La CAPEB demande de la cohérence et ne voit pas encore la reprise

Jean-Christophe Repon à droite, président de la Capeb

La conjoncture n'est toujours pas porteuse pour les artisans. Les changements réglementaires sont trop fréquents et déstabilisateurs. Les propositions de la CAPEB ne sont pas entendues et elle en a marre




Au cours de sa conférence de presse de rentrée, le 4 septembre à Paris, la CAPEB a commencé par dresser l’état de l’économie pour les artisans. Au cours du second trimestre 2025, l’activité des artisans en volume a encore baissé de 4,5 %, dont 9 % en construction neuve, 1,5 % en entretien-rénovation et même 1,5 pour travaux d’amélioration de la performance énergétique des logements après une baisse identique au trimestre précédent.

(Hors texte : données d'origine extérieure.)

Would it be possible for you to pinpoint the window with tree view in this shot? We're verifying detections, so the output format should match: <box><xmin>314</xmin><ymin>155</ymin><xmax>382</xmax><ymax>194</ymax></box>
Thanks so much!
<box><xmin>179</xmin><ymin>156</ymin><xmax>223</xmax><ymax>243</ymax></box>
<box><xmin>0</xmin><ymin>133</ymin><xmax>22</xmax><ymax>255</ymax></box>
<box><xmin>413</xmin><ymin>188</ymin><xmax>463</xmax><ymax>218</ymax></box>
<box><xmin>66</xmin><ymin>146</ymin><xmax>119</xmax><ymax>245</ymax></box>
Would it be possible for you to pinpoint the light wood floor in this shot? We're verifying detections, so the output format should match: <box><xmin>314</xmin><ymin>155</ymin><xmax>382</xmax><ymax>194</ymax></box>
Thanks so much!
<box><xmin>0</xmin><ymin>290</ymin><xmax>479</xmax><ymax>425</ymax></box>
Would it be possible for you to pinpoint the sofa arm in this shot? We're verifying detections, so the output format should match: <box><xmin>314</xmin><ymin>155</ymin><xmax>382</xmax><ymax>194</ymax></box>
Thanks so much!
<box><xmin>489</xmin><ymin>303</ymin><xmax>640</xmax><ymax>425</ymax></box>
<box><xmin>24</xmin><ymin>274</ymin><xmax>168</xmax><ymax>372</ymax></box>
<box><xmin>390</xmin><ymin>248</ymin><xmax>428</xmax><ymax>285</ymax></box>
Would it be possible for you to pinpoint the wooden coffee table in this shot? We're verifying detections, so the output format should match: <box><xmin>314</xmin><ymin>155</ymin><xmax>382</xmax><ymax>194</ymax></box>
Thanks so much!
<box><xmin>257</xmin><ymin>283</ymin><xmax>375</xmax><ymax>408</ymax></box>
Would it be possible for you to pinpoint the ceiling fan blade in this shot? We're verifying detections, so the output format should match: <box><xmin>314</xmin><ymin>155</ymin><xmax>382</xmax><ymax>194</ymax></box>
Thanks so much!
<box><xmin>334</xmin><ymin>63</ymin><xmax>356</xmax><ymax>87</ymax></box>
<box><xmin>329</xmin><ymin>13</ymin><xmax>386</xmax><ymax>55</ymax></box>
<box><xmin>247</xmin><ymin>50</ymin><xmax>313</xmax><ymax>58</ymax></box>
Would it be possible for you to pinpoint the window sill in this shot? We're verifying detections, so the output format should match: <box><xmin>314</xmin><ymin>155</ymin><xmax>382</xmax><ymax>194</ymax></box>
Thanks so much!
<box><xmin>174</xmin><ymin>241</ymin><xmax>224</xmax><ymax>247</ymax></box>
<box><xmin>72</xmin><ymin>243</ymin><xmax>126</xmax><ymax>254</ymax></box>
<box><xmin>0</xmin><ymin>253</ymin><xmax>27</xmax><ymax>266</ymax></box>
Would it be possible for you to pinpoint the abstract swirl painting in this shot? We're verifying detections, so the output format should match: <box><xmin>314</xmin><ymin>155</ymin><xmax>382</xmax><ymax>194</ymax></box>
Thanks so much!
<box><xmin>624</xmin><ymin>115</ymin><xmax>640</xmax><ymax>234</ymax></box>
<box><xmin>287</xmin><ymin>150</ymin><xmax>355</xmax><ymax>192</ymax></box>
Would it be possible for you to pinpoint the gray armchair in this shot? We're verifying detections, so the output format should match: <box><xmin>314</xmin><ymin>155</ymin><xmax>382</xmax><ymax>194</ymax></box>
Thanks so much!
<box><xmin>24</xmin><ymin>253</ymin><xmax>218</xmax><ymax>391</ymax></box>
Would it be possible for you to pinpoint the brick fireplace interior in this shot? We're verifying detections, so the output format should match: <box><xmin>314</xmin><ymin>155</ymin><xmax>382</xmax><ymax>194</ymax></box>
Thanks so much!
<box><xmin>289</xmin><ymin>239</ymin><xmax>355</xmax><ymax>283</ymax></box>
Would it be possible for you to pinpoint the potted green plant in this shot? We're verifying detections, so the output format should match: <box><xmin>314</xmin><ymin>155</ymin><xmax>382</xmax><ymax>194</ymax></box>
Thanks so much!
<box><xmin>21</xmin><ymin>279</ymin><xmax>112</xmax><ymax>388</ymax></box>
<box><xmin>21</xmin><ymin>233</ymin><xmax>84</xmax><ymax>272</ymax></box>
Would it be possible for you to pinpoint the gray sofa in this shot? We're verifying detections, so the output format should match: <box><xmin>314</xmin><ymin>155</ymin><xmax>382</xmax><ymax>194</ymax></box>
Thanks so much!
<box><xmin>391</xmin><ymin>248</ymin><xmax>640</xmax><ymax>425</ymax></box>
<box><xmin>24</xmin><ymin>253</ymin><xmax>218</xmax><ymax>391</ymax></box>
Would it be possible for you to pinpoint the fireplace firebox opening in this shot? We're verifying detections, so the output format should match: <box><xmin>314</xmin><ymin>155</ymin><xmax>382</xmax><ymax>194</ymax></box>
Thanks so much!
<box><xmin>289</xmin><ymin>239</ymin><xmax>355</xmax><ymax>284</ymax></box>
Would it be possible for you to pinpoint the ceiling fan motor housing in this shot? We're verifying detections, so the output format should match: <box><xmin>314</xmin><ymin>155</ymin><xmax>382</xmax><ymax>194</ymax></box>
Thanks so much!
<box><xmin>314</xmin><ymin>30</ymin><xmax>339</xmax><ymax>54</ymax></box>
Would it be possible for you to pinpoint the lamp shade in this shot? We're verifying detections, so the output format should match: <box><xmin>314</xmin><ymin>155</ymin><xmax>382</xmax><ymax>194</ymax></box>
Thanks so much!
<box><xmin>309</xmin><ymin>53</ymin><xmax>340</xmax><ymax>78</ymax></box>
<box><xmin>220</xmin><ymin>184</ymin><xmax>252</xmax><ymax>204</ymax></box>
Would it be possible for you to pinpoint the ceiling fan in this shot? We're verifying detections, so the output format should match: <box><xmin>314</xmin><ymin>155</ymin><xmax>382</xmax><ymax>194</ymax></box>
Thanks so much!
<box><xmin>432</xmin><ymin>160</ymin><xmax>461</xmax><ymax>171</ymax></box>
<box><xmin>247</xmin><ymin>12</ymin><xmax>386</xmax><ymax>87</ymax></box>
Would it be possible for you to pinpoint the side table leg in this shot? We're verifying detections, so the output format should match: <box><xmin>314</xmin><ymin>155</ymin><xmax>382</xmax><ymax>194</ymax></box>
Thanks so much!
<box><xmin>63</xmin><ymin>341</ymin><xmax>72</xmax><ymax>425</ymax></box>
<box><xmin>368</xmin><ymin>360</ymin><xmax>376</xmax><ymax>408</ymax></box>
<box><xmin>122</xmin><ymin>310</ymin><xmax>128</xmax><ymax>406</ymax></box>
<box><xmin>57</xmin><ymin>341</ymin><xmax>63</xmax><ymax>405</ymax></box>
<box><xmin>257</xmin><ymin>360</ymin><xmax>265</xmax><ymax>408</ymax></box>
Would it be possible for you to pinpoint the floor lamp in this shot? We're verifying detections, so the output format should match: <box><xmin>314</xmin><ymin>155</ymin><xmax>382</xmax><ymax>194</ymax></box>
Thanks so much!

Ceci après une réduction de 5 % de l’activité globale en volume au 1er trimestre 2025 et de 6 % au quatrième trimestre 2024.

 

 

 

Des signaux encourageants, mais pas de traduction dans l’activité

La Confédération observe des signaux encourageants dans le secteur du bâtiment, notamment une hausse de 50 % des crédits à l’habitat sur un an au premier trimestre 2025 par rapport au premier trimestre 2024 et la reprise dans l’existant avec un nombre de logements vendus cumulé sur 12 mois en hausse de 8,4 % en juillet 2025 par rapport à juillet 2024. Mais elle constate que cela ne se traduit pas encore en augmentation de l’activité pour les artisans.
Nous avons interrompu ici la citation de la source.